Teensy 3.2 Kicad example
05 July 2020 at 3:32 pm
So you want to make a DIY Teensy? Here’s some files to use as a starting point and a few things I learned while doing my first Teensy 3.2 based board.
Feel free to use the files on my Github as a reference design for your own Teensy 3.2. The board only has a few of the 30+ possible pins broken out, but I2C, SPI and Serial are all broken out along with some general pins. This turns it into a useful starting point if you are evaluating using Teensy in a product or just want to roll a custom board.
Designing the board
I found Phillips writeup really useful, but I used the original 3.2 schematic as my basis designing the board. Phillip’s post is already some years old, but its full of good advice. He has a special focus on the crystal. It’s always a good idea not to route signals near a crystal, but I do not think that it’s required to put a ground plane underneath.

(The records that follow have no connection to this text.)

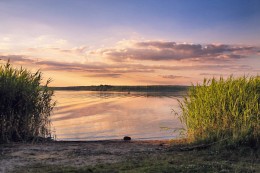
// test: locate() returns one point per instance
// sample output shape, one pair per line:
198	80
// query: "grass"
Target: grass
25	105
209	160
226	111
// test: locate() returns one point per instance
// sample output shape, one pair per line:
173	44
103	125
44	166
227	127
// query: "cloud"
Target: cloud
16	58
172	76
158	51
102	75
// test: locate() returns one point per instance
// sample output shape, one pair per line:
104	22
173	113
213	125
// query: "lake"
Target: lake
89	115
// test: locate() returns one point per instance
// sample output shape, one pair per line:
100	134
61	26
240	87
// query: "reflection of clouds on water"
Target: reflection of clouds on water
83	115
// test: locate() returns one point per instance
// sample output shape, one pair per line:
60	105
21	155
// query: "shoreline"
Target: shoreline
119	156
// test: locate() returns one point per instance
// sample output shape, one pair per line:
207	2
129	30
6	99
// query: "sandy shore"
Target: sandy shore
15	155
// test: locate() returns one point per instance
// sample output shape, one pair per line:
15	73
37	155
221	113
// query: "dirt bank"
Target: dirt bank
74	153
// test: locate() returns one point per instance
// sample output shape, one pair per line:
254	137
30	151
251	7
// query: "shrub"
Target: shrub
223	110
25	105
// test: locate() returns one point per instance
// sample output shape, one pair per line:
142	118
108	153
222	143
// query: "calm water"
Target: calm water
86	115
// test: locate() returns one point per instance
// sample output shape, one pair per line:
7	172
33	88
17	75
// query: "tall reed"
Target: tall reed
223	110
25	105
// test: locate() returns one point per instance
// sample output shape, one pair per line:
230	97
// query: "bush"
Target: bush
25	105
223	110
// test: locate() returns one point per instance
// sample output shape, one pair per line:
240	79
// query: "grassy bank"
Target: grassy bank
171	159
225	111
25	105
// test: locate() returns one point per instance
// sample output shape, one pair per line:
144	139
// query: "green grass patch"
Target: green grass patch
210	160
226	110
25	105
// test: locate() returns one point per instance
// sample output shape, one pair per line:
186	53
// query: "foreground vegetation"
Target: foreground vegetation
224	111
25	106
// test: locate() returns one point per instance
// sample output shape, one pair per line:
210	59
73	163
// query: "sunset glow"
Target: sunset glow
137	42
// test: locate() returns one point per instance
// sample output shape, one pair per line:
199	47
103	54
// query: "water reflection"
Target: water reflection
85	115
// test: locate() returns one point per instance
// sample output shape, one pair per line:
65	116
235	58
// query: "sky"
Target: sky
134	42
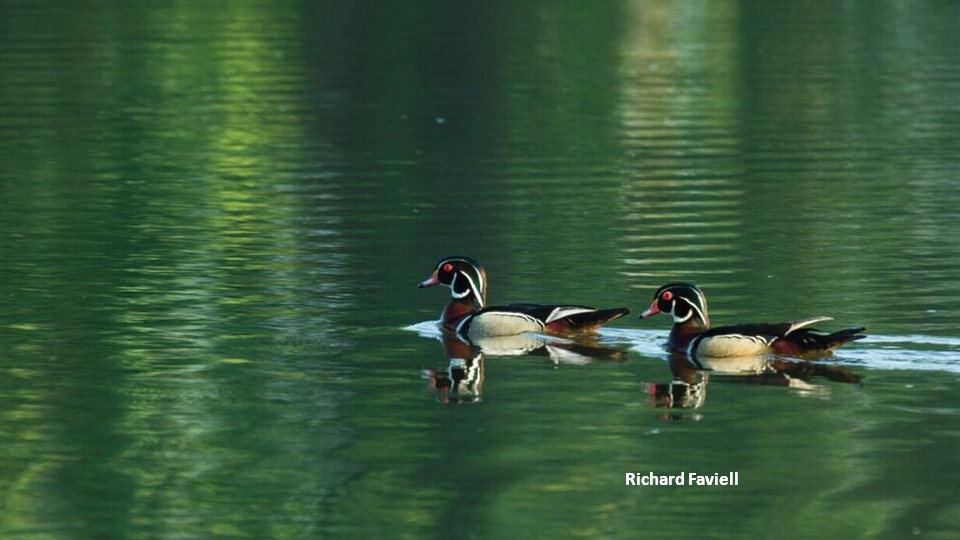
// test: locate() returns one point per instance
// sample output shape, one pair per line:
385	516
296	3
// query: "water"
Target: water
213	216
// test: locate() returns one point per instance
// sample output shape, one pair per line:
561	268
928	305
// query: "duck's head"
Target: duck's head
682	301
464	276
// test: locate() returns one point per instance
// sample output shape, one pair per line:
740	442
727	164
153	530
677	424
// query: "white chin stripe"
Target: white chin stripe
472	288
693	308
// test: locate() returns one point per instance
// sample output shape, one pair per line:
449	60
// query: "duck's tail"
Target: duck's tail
586	321
813	342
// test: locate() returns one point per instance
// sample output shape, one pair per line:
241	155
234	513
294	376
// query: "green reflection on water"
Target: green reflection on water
213	216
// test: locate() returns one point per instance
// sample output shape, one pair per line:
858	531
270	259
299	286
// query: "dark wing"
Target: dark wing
563	318
766	330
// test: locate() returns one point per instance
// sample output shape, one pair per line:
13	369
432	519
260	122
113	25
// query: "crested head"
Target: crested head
465	277
682	301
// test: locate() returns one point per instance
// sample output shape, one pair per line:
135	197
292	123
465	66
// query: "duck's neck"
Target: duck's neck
683	333
457	309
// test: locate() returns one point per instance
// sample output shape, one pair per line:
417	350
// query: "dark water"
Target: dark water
213	215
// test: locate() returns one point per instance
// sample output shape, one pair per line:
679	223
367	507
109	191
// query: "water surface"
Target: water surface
213	216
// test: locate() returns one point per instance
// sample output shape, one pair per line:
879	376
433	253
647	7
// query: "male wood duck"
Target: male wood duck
468	315
693	336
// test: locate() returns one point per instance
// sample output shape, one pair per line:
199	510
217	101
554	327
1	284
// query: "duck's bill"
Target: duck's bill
429	282
650	312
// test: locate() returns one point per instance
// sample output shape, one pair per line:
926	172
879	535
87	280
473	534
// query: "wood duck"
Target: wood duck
468	315
693	336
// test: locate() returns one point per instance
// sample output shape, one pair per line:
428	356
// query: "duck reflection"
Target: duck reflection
462	380
688	388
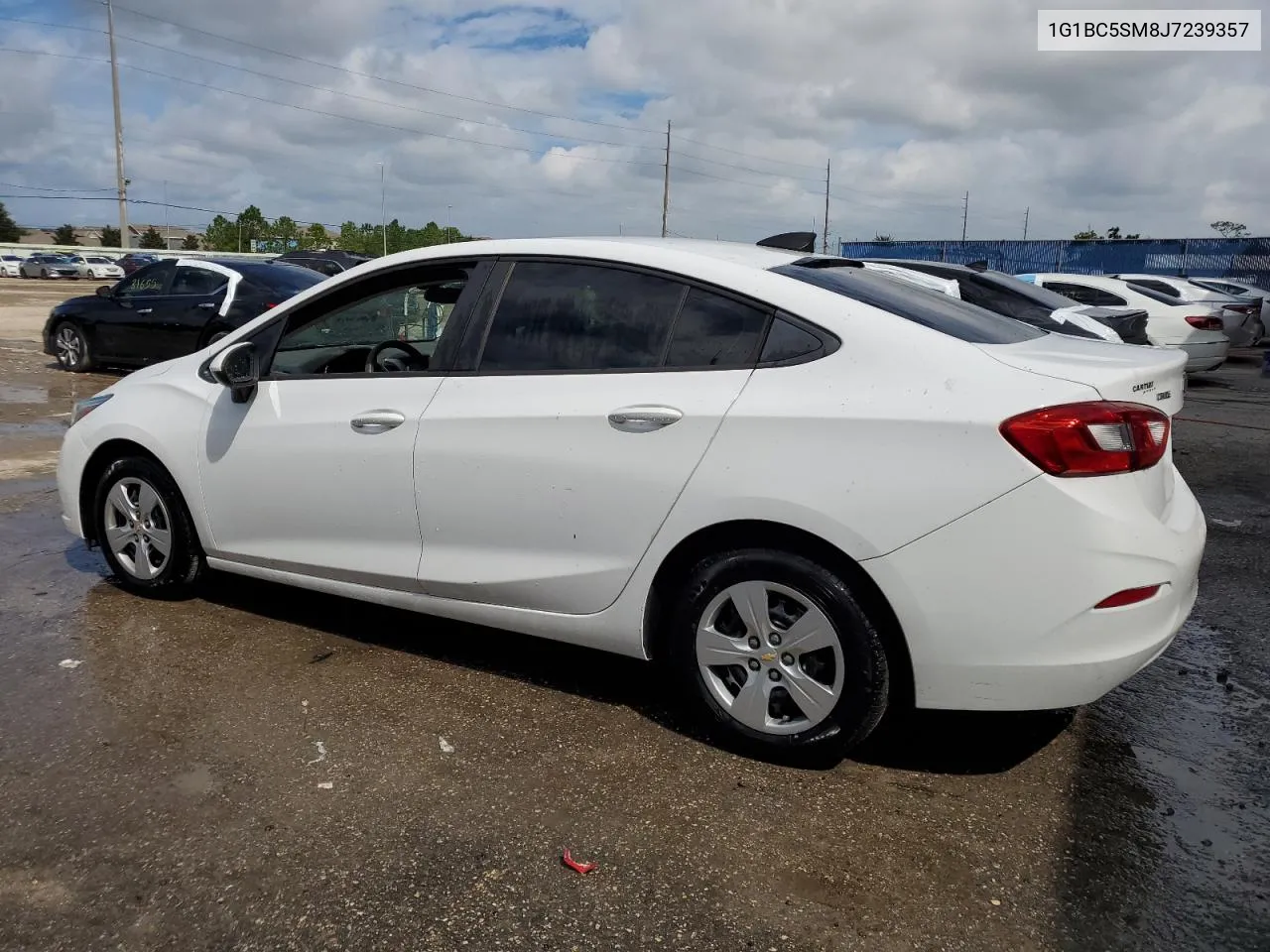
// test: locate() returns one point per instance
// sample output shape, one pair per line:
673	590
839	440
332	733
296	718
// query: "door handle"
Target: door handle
643	419
376	421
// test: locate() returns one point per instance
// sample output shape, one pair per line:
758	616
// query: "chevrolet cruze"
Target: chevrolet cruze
811	492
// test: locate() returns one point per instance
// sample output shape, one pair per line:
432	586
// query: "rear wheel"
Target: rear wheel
145	530
70	345
778	655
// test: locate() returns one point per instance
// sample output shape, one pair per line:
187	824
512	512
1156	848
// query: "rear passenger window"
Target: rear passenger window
197	281
786	341
1084	295
564	316
715	331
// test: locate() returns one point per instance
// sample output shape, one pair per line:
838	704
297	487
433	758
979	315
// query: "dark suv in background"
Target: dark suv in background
327	263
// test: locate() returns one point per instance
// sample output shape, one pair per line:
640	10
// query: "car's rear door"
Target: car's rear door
590	393
193	299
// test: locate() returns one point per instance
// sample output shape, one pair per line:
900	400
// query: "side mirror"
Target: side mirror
238	368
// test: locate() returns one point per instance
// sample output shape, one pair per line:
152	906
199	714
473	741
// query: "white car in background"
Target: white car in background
810	490
1194	329
1239	290
96	267
1239	315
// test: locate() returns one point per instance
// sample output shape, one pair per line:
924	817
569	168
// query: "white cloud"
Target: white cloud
915	103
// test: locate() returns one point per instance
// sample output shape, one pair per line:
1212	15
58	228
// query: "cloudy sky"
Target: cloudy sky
526	119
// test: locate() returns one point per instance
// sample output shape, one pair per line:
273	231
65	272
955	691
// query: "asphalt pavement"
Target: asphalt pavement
263	769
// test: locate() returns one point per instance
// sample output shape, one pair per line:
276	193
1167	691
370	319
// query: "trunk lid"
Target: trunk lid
1152	376
1129	322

Also, the data lines for USB 2.0 do not have to be exactly the same length. Plus/minus a few millimeters is still good at these low speeds and most MCU’s are quite accommodating with regards to this. This board still follows the recommendations, but other designs that I have made are working well without an extra ground plane under the crystal. Just make sure that you do not have signals crossing either the D+/D- data lines or the signals from the crystal.
The Kicad files contains the Manufacturer Part Number (MPN) for the parts that are not completely generic. For capacitors, resistors and ferrites, you can use what you have. Most of the parts are in 0603 format, with a couple in 0805 (since these were cheaper in that size). You can likely make this much smaller using 0402 or even 0201, but my board can easily be soldered by hand given some magnification. The pinout is just as on the official Teensy 3.2, but the test LED is on digital pin 7 and there is a button attached to digital pin 28.
When running the Electrical Rules Checker (ERC), you’ll get a few errors. Most of these stem from incorrect definitions in the MK20DX256VLH7 Kicad symbol from Ultra Librarian. I’ve had this for almost all the symbols I download from them. I dunno what they are doing wrong, but I didn’t correct the symbol this time.
The warnings can be ignored and the error for VOUT33 is correct. This pin will output 3.3V/100mA if you apply 5V to VREGIN, but since I use 3.3V from a regulator in my design, it really is to be connected to the 3V3 power net, so the error is still good.
Board bringup - look for the heartbeat
Soldering the board should be fairly easy. Most parts can be soldered by hand, but the MKL02 chip will likely require Hot air reflow. There are no special instructions. Just start with the smallest parts and solder one by one. This board has a USB Type C connector (as do all my designs from now) for the USB 2.0 connection and power. You can pick these up from LCSC, but the footprint is quite standard so connectors from many other brands will work.
As always - before applying power, make sure there’s no short circuits on your Power inputs. Measure 3V3 to GND, 5V input to GND using the continuity tester on your multimeter. If you have no shorts here, it’s likely safe to power the board since any I/O pin will survive being connected to 3V3.
The MKL02/MKL04 chip that you purchased from PJRC has the firmware required to wake up the main processor (MK20). You cannot use a MKL02Z32 from Digikey, as it will not have the required bootloader firmware. To check if the bootloader chip is working as intended, you’ll need an Oscilloscope with at least 20Mhz bandwidth. First measure the VSS & VDD pins to ensure that the IC has power. Next, connect your Oscilloscope GND to the board GND and measure the RESET_B pin as explained here.
You should see a “heartbeat” signal like this if the MKL02/MKL04 chip is working as it should.
Confirm that the the main chip is working
Pressing the PROGRAM button on your board should make the RESET_B line go high and stay high (3V3). This is what will turn your blank MK20 into a Teensy. This will start the crystal on the MK20, so if you measure the crystal, it should now be resonating at 16Mhz. At this point, the device should show up on your computer as a Teensy USB device.
Visually inspect the board and check for short circuits. I missed the tiny short that can be seen on the microscope picture below. For an I/O pin, this won’t be a problem since no pins should be outputs by default and they can handle 3V3 as an input.
My first version of the board also had the USB data lines swapped. I have no idea why I didn’t double check that, as I’ll usually check all pins several times but I just couldn’t get the board to show up on my Mac. As soon as the lines were swapped, it worked right away.